Die Freien stellen den Antrag, die technische Ausrüstung der Ortsfeuerwehren zu verbessern und das Feuerwehrhaus der Feuerwehr Anwanden-Lind zu sanieren. Im Feuerwehrhaus war  Schimmelbildung zu beobachten. Der Stadtrat folgt unserem Antrag und stellt die Mittel für die Sanierung zur Verfügung. Zudem wird unser Antrag zum Anlass genommen, die zur Zeit ruhende Überarbeitung des Feuerwehrkonzeptes voranzutreiben.

Oktober 2008

Die Freien verlangen eine Sanierung des Feuerwehrhauses Lind und eine Modernisierung der Ausrüstung der Feuerwehr. Die Ausrüstung der Feuerwehr ist ungenügend, das Feuerwehrhaus durch Schimmelbefall in Mitleidenschaft gezogen.
Der Stadtrat beschließt einstimmig die Sanierung des Feuerwehrhauses. Der Antrag auf Verbesserung der Ausrüstung nimmt die Stadverwaltung zum Anlass, das Konzept für alle Zirndorfer Feuerwehren zu überarbeiten.


November 2008


Die Freien lehnen es ab, dass die Kommunale Allianz Biberttal-Dillenberg ein Klimaschutzkonzept erstellen soll. Die Kosten allein für das Konzept sind mit 25.000,00 Euro (Anteil für Zirndorf mit 7.000,00 Euro) veranschlagt.
Die Freien befürchten, dass diesem teuren Gutachten keine konkreten Schritte zum Umweltschutz folgen werden. Die Kommunale Allianz sollte ihre bisherigen Aufgaben in der Wirtschaftsförderung und in der Übernahme der Trägerschaft von Kinderbetreuungs-einrichtungen verstärken und sich mit keinem neuen Aufgabenbereich verzetteln. Der Kostenanteil von 7.000,00 Euro soll Zirndorf besser in den konkreten Umweltschutz vor Ort investieren. Unsere Bedenken werden von den anderen Fraktionen nicht geteilt.
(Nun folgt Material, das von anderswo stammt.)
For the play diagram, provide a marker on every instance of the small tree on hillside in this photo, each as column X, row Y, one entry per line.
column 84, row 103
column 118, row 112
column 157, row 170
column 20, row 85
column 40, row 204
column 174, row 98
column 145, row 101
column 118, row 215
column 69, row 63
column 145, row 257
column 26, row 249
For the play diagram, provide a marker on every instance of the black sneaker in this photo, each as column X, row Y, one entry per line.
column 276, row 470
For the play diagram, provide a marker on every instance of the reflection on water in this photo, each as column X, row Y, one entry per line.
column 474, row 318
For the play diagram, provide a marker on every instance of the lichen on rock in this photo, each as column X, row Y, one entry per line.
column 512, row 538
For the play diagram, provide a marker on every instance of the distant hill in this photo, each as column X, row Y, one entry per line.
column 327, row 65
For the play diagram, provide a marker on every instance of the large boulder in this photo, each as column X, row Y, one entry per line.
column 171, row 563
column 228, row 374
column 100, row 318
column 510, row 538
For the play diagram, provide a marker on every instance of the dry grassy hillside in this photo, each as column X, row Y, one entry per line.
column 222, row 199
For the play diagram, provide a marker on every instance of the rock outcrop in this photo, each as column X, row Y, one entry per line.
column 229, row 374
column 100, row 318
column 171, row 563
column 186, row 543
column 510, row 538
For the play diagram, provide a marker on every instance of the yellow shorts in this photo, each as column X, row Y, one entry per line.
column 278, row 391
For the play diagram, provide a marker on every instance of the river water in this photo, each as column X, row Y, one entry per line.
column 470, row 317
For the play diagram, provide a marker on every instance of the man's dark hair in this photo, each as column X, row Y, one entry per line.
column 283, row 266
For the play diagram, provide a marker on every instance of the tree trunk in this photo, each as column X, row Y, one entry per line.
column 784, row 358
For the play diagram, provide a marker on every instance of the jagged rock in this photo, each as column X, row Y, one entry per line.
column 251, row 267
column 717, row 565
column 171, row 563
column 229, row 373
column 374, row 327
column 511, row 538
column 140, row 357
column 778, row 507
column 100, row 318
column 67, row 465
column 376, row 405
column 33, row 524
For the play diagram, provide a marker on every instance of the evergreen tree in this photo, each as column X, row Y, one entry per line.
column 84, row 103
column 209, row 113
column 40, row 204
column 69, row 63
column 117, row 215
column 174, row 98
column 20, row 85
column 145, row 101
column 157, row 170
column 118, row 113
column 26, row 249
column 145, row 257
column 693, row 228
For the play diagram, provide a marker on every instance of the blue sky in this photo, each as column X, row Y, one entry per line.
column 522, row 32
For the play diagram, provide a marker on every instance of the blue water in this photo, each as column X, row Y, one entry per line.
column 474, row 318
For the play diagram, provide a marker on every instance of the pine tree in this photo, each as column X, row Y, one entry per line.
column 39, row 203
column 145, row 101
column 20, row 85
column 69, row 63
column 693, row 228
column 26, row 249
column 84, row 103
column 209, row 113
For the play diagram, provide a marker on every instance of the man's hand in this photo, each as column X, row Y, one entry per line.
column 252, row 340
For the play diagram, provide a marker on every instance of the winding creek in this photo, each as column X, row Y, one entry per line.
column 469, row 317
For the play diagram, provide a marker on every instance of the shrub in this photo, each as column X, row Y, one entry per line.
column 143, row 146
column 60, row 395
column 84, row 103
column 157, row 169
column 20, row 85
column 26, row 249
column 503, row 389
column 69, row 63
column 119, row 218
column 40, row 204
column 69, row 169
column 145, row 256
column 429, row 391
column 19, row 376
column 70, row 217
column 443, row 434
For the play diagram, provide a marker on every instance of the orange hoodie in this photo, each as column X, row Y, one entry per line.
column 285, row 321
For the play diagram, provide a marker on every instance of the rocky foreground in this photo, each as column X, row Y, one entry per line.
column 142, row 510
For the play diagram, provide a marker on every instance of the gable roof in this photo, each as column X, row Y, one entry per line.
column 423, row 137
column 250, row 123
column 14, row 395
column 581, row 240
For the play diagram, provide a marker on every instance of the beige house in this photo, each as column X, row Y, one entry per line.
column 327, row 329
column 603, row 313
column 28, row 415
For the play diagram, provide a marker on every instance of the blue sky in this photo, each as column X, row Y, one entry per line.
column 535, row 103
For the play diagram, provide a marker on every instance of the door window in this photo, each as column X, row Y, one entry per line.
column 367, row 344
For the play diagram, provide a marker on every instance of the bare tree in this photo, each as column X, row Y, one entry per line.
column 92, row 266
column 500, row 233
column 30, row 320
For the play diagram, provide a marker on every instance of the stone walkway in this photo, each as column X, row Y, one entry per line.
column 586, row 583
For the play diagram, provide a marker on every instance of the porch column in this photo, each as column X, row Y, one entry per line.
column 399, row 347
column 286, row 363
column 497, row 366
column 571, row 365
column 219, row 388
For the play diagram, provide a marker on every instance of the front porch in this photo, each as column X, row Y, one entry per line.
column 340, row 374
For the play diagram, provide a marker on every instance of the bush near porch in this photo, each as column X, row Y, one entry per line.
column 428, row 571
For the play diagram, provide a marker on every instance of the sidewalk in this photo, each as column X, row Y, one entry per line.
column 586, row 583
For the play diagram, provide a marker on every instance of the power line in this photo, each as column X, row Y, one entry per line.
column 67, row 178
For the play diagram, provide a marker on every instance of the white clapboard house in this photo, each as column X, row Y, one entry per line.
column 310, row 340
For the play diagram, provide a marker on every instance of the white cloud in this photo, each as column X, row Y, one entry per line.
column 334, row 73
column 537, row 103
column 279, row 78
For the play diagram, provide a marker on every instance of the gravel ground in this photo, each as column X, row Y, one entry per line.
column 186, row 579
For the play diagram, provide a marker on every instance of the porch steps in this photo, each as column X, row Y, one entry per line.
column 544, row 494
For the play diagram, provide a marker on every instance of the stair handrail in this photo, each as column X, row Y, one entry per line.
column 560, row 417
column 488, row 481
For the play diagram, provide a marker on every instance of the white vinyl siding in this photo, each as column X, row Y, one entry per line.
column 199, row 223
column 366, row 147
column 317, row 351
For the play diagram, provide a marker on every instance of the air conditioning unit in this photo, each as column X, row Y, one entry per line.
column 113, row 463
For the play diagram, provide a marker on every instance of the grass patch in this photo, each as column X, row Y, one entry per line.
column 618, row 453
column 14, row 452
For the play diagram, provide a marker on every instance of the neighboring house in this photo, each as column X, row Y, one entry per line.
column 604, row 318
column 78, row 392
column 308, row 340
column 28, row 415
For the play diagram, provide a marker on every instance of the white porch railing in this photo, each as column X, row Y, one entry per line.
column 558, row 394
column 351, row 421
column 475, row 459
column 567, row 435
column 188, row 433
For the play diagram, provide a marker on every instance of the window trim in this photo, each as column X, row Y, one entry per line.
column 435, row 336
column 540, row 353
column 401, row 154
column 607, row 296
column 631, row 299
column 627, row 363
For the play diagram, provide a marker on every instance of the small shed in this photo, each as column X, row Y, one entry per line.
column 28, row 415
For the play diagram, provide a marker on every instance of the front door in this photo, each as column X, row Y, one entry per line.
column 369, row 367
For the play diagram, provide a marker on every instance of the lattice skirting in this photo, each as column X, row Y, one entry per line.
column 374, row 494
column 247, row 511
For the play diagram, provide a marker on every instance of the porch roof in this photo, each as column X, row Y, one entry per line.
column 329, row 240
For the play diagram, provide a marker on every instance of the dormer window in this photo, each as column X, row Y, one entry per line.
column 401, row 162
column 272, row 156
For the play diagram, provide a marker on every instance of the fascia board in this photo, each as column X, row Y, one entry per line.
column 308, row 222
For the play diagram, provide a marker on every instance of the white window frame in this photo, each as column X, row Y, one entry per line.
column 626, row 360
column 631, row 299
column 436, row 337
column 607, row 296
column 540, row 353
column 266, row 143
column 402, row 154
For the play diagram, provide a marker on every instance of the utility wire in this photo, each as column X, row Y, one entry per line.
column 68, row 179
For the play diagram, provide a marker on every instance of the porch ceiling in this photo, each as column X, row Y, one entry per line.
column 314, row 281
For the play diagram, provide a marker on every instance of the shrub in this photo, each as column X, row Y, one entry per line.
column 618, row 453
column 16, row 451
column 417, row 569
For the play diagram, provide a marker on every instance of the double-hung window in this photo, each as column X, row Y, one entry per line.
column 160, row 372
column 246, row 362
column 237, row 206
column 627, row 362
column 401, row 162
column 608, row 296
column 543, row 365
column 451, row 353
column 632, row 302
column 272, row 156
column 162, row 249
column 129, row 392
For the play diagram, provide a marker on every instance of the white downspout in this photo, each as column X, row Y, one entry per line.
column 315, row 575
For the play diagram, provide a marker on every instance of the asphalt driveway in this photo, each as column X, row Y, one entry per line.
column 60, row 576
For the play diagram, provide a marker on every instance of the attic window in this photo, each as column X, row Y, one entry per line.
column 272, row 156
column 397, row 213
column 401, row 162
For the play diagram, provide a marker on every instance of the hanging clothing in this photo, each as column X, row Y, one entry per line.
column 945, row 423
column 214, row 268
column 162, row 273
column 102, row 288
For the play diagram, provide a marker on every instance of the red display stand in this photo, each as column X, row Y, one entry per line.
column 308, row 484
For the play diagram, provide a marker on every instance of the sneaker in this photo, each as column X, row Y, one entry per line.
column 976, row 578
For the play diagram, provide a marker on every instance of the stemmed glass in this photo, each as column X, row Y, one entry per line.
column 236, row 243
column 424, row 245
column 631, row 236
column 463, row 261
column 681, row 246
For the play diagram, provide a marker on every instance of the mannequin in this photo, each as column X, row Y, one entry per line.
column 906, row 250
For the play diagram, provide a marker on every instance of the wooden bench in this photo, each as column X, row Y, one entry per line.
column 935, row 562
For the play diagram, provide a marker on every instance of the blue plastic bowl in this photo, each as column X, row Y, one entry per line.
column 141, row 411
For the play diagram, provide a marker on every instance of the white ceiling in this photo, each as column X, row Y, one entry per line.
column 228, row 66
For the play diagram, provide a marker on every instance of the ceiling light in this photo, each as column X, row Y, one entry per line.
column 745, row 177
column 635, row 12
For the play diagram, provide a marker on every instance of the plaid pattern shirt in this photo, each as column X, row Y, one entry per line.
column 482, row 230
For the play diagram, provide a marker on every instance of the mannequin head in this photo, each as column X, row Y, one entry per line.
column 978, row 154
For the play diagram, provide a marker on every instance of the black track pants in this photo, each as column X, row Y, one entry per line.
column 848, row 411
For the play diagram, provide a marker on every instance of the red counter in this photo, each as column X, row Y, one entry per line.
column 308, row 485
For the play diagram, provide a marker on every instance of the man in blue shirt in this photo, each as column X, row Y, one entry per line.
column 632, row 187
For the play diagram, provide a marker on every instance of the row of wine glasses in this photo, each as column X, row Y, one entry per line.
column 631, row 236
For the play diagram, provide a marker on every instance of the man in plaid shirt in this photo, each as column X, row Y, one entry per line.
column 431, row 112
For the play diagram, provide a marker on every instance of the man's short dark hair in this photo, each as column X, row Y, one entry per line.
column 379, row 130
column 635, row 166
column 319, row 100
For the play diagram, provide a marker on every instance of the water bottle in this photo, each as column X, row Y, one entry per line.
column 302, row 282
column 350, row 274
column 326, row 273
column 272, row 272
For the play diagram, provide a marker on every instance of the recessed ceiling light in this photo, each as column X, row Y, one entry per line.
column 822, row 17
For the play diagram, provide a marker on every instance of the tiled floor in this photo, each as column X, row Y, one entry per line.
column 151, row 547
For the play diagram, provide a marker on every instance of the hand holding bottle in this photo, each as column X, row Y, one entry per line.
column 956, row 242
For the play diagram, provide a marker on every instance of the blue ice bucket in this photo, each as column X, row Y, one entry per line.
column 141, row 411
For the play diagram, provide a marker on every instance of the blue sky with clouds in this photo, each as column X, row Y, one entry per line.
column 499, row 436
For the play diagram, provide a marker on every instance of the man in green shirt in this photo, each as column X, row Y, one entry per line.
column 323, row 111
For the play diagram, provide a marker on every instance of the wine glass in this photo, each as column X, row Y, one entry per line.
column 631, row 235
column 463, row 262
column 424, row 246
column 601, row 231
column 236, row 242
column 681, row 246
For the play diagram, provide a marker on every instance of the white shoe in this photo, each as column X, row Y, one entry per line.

In der gleichen Sitzung beschließt der Stadtrat über die Förderung von Investitionen durch Vereine. Wir Freien wünschen uns einen besonderen Zuschuss für umweltschonende und energiesparende Investitionen, sofern keine andere staatliche Förderung greift. Der Vorschlag wird abgelehnt.


Dezember 2008


Der Stadtrat befasst sich mit dem Bibertbad. Im Bereich der Gastronomie wird ein erschreckendes Defizit über mehrere Jahre hinweg festgestellt. Die Freien fordern eine Verpachtung der Gastronomie, um Kosten in diesem Teilbereich des Bades zu vermeiden. Zwar räumt die Verwaltung ein, dass bislang kein Konzept für die Sanierung des Gastronomiebereiches erkennbar ist, der eigene Betrieb der Gastronomie soll aber nach mehrheitlichem Beschluss weiterhin bei der Stadt verbleiben.